Instituto Nacional de Migración


----------



## raquellee (Mar 29, 2010)

RVGRINGO said:


> This page, from the INM website, may answer some of your questions:
> 
> Instituto Nacional de Migración


 XII.- Acreditar que sabe hablar español, que conoce la historia del país y que está integrado a la cultura nacional. 
How do they know, will it be some sort of test? Or is it up to the person that I would be talking to at the desk.
I also am not clear about the Tijuana San Diego commute to pay into my bank account monthly to get the FM2 and live in TJ. Since there is a rule about leaving the country for x amount of time, I wonder if going to work and back everyday would be the destruction of the FM2. Do you know?


----------



## RVGRINGO (May 16, 2007)

Yes, there is a history test and an interview, in Spanish. I also doubt strongly that you would want to live in Tijuana, or any other border town. Besides, commuting just doesn't seem practical and the FM2 does have limitations on the time out of country.


----------



## raquellee (Mar 29, 2010)

RVGRINGO said:


> Yes, there is a history test and an interview, in Spanish. I also doubt strongly that you would want to live in Tijuana, or any other border town. Besides, commuting just doesn't seem practical and the FM2 does have limitations on the time out of country.

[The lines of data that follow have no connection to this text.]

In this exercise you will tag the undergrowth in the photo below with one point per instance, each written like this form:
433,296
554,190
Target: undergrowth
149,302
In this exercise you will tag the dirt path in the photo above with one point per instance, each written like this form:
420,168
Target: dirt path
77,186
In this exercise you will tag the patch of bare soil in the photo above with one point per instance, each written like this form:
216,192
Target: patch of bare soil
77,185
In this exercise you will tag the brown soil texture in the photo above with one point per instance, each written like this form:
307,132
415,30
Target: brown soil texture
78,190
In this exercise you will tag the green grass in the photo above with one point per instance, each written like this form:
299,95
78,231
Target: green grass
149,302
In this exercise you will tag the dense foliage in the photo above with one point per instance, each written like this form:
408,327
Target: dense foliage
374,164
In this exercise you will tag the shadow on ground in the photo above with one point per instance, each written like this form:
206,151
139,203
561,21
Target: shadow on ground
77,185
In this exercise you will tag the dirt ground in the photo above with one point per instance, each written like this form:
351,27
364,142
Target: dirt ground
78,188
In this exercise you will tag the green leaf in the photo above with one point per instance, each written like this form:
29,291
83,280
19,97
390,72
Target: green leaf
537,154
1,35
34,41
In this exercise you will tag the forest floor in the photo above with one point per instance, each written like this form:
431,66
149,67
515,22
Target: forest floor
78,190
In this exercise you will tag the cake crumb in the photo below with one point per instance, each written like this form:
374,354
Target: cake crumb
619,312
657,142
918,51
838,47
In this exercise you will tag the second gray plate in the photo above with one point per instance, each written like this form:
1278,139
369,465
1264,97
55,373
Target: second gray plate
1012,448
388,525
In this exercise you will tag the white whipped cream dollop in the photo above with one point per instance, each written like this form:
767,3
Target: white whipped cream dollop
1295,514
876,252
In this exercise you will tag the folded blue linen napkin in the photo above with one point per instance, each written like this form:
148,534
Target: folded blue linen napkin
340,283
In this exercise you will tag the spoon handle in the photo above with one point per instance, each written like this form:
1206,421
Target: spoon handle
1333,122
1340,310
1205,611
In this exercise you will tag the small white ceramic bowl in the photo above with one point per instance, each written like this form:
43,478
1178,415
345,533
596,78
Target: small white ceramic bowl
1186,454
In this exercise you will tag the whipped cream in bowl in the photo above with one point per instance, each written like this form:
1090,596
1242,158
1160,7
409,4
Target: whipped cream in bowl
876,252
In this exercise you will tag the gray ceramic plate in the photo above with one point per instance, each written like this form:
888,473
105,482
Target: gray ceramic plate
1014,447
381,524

uurrrrrr...ok so I am pretty good at memorizing - so if it came to it I could ace a history test if I ever get that far, and by that time, with an additional grammar class, I will probably be half decent at my spanish, so...those facts, even though intimidating, can be remedied. The FM2 idea with the incoming money from working in SanDiego and living in TJ might not work then... (deep breath) I will keep thinking and pondering... however, if Tijuana were to be lived in by my family and I, would I even be "allowed" to commute for working. Isnt there some kind of overlooking if you are crossing the border within 90 miles or something like that where there will be no visa issued? (just weighing all options) I know of Tijuana's reputaion. I delivered my son in San Diego hospital. They called child services to interview me 'just because' of the fact that I was coming in from Mexico. The local reputation of Mexico in San Diego, because of TJ's close prox. is that of crime and drugs and whatnot. So needless to say I had to go over how Cuernavaca is nothing like that. Luckily my sister who is a psycologist was there to defend me to ensure that I was normal and not on drugs or something like that craziness. But yes - because of this event, I do realize that Tijuana is not that liveable city that I would dream of. I am giving myself backburner plans so that I save myself from depression as I go through the options of figuring out an FM2 plan.. so is it ok to live and work at the border or do you know? Meantime I will think of a different plan. Ps what happened to your family members children that they are not allowed to leave the country till 21 and I am I doing something that is similar to this situation? If you dont want to talk about it that is fine w/ me. I just read it in another area and made me wonder if something so drastic would happen to me for any reason. That must be why you know so much? Frankly I am thinking that my husband should just sneak here in the USA and live in our basement like a troll forever, kidding...


----------



## RVGRINGO (May 16, 2007)

The zona frontera has a 72 hour limit on your 'commute'. However, if you had an FM2, you would be further limited, making it impractical. TJ would not be a place to bring up children, in my opinion.
Our relative married an illegal, had two beautiful children and he returned to Mexico. She then had another and dropped that boyfriend. Now she has another, who is the father of #4. Those were not good choices & against all advice. Husband in Mexico refuses to respond to divorce proceedings, makes threats, etc. Children require passports and that means the presence & permission of birth parents; or death certificate. So, both economics and those complications keep them where they are. In the present economy, they're having a near-impossible time of it. It is sad too watch helplessly.


----------



## raquellee (Mar 29, 2010)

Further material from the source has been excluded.